August means the greenery of summer is beginning to wane. A great way to get out and explore these last moments of summer is to search for edible plants. For edible plant enthusiasts, August means harvest time! Many delicious and nutritious species become “ripe” for the picking – so to speak – during the month of August. While not necessarily found in our grocery stores, wild plants have been a source of food, medicine, and recreation for humans over the course of millennia. There are several great resources here at the library to help you explore safe and delicious foraging options in the area:
Edible Wild Plants of the Prairie: An Ethnobotanical Guide by Kelly Kindscher
Edible Wild Plants: Wild Foods from Dirt to Plate by John Kallas
Edible Wild Plants: A North American Field Guide to over 200 Natural Foods by Thomas Elias
When foraging for edible plants, location is key! Be careful to avoid places with lots of pollution or run-off, like along highways or on pesticide-treated lawns. Additionally, many edible plants can look eerily similar to inedible or poisonous plants. If you are unsure as to whether the plant you have found is the edible plant you are searching for, do not consume it. Find a helpful field guide or friendly botanist that can assist you in identification. Lastly, do not take more than what you need from any one area. A good rule of thumb is to only harvest a plant if you can visibly see 20 or more individuals of the same species in a given area.

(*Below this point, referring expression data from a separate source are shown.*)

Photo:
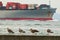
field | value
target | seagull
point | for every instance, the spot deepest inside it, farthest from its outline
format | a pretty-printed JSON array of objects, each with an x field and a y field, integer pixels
[
  {"x": 33, "y": 30},
  {"x": 21, "y": 31},
  {"x": 9, "y": 30}
]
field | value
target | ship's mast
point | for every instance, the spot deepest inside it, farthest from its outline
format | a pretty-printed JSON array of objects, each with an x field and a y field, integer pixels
[{"x": 49, "y": 2}]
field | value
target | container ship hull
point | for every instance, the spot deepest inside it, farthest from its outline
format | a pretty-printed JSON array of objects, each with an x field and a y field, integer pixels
[
  {"x": 17, "y": 11},
  {"x": 40, "y": 14}
]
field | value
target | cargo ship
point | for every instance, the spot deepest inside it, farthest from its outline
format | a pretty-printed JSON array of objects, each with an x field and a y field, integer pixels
[{"x": 18, "y": 11}]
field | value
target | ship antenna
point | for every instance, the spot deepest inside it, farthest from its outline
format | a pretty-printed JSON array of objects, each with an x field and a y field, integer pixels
[{"x": 49, "y": 2}]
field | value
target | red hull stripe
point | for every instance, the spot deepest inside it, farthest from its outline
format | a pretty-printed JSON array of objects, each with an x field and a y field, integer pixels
[{"x": 25, "y": 18}]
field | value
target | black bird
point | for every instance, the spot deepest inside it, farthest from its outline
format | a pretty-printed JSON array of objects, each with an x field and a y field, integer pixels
[
  {"x": 49, "y": 31},
  {"x": 9, "y": 30},
  {"x": 21, "y": 31}
]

If what you read makes you excited to give edible plants a shot, check out these plant species whose fruits, seeds, leaves, petals, or roots are edible in the month of August:
- Yellow wood-sorrel, Oxalis stricta
A favorite snack while gardening, you can find yellow wood-sorrel in gardens, fields, and forest edges all over Kansas City and across the Midwest. The leaf is made up of at least three heart-shaped leaflets. It normally produces a 5-petaled yellow flower, sometime between spring and fall. The plant’s leaf has a sharp lemony taste due to the oxalic acid present in the plant (also found in spinach and rhubarb). One common use of yellow wood-sorrel is as an addition to a salad or steeped for tea. You may even try creating a delicious tart with this recipe. Be careful not to consume in excess since it contains lots of oxalates.
- Smooth Sumac, Rhus glabra
Smooth sumac is characteristic in the fall for its bright red fall leaves. It is also pretty famous for colonizing just about any soil or habitat you can think of. It has an extensive range in the contiguous 48 states, and you are bound to find it around town or in your neighborhood. It belongs to the same family as cashews and mangoes, so if you are known to have an allergy to either plant, then sumac is NOT the edible plant for you. In the fall, the fruits of Smooth sumac are a vibrant red and can be prepared to make lemonade (check out this recipe). Please note that the close cousin of smooth sumac, poison sumac, has white berries and is not native to the Kansas City area.
- Wild Rose, Rosa arkansana
One of the most dashing specimens in the prairie, wild rose is a delicious addition to many teas, jams, and salads. The fruits of wild rose are known as rose hips and are a false berry. Rosehips can be boiled to make a nutritious rosehip tea, which is high in Vitamin C. Check out this recipe. The usefulness of this plant doesn’t end with the fruits, as the petals can be boiled to produce a sweet syrup or added to salads raw.
- Curly Dock, Rumex crispus
Pretty notoriously found along roadsides and disturbed soils, curly dock is an inconspicuous yet nutritious plant for edible foraging—the only non-native (or naturalized) plant on this list. The leaves of curly dock are long and narrow with curly or wavy edges and are best consumed in the early spring when leaves are crisp and fresh. However, the fruits turn brown in the early fall and can be made into a flour suitable for crackers. Check out this recipe.